You might rebel against the system and say you need no fancy illustrations to show you anything, you just need affordable information printed in black and white on a regular paper. Well, that is a point, would you rather learn astrophysics just by reading a block of text, or by looking at graphs, illustrations and different images beautifully printed on glossy paper and with multiple colors explaining everything? What would you choose? I think in the end, you’d choose the latter: images, graphs, illustrations, everything glossy and eye-popping.
Almost 50% of every textbook dollar goes to the production costs and author royalties.
At least this is what the National Association of College Stores (NACS) claims. An author would take about 12 cents of every dollar for a textbook, while the production costs would rise to about 33 cents. So textbooks are so expensive because the production process is also expensive. Is that all? Apparently not. There is something much worse than the expensive textbook. It’s called the expensive textbook you’ll never use, but need to buy because the teacher requires it. Yes, that’s a reality, but I won’t insist on it because it might be a really hard pill to swallow for most college students.
Textbooks are so expensive because parents pay for them.
Broke college students are some sort of pop culture characters. I’m sorry if I might have offended anyone with this statement, far from my intentions. What I want to point out here is that parents usually buy everything school-related because they think it is good for their children. Especially if the teacher says that they should buy 5 different textbooks on the same subject just to get a different point of views on the lecture, then parents will pay because they want what is best for their children. Fair enough and very noble thought, but it’s a trap at the end of the day.

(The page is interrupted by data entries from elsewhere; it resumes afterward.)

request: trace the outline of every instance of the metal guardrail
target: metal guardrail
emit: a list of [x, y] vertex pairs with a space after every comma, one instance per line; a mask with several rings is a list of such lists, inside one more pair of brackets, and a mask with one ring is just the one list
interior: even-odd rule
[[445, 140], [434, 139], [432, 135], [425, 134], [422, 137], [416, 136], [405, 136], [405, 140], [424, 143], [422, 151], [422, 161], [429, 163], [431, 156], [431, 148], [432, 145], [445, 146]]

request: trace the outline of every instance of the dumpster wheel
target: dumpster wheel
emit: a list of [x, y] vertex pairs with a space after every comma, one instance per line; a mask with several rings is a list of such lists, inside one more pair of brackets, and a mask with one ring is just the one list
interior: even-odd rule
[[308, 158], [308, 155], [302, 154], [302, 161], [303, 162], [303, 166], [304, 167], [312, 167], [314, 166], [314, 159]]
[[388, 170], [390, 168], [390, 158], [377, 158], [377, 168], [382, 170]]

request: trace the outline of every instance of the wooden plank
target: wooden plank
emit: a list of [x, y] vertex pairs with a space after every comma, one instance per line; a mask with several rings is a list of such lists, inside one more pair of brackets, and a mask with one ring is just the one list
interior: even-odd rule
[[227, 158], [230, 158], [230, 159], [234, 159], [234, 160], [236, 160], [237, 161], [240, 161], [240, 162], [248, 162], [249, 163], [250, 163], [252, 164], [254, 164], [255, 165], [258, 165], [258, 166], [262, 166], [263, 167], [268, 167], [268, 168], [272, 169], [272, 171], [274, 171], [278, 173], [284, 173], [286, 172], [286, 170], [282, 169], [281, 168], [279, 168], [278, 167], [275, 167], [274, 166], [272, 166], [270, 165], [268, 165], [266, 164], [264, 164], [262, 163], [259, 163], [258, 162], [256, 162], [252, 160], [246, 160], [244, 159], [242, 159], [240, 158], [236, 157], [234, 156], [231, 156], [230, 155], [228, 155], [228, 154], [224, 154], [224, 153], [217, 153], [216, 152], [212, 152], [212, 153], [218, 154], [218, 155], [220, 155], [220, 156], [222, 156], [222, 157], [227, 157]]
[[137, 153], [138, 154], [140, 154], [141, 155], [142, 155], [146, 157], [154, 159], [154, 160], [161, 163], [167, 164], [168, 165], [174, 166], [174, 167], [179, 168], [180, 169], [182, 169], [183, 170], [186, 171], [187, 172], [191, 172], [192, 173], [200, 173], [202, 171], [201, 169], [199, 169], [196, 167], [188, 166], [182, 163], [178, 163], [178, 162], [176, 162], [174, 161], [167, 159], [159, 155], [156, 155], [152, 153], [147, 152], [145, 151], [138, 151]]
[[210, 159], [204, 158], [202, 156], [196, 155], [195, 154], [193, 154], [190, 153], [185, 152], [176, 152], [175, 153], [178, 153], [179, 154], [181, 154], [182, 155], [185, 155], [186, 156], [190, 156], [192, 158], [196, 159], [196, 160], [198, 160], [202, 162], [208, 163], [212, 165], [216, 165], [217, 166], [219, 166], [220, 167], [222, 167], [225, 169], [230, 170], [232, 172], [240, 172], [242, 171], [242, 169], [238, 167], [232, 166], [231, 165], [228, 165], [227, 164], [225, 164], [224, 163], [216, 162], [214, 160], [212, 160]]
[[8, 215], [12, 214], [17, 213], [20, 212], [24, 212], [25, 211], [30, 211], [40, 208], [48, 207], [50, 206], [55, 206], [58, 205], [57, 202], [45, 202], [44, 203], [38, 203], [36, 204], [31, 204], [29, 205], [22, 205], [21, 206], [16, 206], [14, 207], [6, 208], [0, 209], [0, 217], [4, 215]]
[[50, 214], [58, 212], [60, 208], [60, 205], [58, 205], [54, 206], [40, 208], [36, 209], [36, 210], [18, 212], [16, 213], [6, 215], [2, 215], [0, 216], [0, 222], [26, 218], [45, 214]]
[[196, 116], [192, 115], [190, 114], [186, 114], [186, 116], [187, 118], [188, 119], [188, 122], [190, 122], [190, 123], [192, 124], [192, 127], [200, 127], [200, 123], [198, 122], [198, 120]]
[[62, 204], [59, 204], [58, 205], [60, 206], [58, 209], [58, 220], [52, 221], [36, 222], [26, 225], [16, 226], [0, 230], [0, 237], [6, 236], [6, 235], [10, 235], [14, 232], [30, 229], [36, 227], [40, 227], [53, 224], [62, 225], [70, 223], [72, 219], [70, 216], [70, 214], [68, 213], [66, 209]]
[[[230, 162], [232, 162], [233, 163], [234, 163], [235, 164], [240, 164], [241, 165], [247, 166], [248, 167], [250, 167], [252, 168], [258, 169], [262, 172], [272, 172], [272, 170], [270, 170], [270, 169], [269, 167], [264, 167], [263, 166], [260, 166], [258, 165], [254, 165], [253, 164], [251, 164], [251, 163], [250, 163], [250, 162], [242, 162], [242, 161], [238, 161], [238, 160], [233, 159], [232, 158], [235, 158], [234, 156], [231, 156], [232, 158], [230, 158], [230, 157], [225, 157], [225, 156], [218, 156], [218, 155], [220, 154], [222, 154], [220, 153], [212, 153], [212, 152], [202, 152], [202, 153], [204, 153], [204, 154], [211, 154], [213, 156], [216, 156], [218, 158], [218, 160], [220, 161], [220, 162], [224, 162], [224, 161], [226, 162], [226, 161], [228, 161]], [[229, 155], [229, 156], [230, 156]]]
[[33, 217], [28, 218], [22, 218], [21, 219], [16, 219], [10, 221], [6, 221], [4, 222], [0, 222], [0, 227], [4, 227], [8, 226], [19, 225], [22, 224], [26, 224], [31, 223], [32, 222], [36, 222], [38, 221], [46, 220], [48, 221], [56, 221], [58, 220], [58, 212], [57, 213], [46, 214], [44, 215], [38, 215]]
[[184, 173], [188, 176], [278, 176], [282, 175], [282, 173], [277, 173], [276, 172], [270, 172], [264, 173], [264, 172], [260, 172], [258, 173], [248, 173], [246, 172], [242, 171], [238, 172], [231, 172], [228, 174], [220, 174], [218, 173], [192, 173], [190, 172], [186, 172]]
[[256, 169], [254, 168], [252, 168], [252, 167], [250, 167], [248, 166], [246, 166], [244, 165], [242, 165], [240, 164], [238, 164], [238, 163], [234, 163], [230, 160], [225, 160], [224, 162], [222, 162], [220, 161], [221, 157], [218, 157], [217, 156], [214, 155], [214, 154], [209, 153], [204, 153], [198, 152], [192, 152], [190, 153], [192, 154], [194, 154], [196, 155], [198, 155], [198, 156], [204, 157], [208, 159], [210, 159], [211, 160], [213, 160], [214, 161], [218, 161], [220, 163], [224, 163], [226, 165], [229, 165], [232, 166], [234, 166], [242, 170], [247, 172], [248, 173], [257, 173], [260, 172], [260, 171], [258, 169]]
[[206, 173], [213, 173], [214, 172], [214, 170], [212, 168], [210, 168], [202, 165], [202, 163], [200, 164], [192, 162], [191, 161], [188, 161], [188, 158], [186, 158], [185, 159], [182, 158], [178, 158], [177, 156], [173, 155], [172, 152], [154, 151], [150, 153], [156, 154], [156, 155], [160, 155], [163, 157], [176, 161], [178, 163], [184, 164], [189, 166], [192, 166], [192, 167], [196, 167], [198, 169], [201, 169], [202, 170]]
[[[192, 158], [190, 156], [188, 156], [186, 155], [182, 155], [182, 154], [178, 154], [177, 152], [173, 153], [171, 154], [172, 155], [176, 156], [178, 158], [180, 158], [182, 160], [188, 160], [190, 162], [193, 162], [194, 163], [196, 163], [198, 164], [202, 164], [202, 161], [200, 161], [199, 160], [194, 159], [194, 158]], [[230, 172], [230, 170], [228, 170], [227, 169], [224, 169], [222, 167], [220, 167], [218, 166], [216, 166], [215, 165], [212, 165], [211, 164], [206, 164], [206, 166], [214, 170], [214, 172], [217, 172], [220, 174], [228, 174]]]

The textbook market uses this lack of cost-control judgment on the side of the parents and teachers who don’t care that a second textbook might only ad 1% more useful information than the other and about 10% more costs to a student’s budget. Nevertheless, the textbook market is furious over eBay cutting their profits by making it possible for college students to re-use textbooks at a more acceptable price or share them with others. Thus the vicious circle ends with the textbook publishers raising the price for the textbooks because the re-selling of them on eBay or Facebook is cutting down on their profits. Yep, the circle goes on and on.
However, there is one viable solution for the future and that is Kindle-format textbooks, pdfs and so on which do not require so many production costs. But we’ll see what the future holds.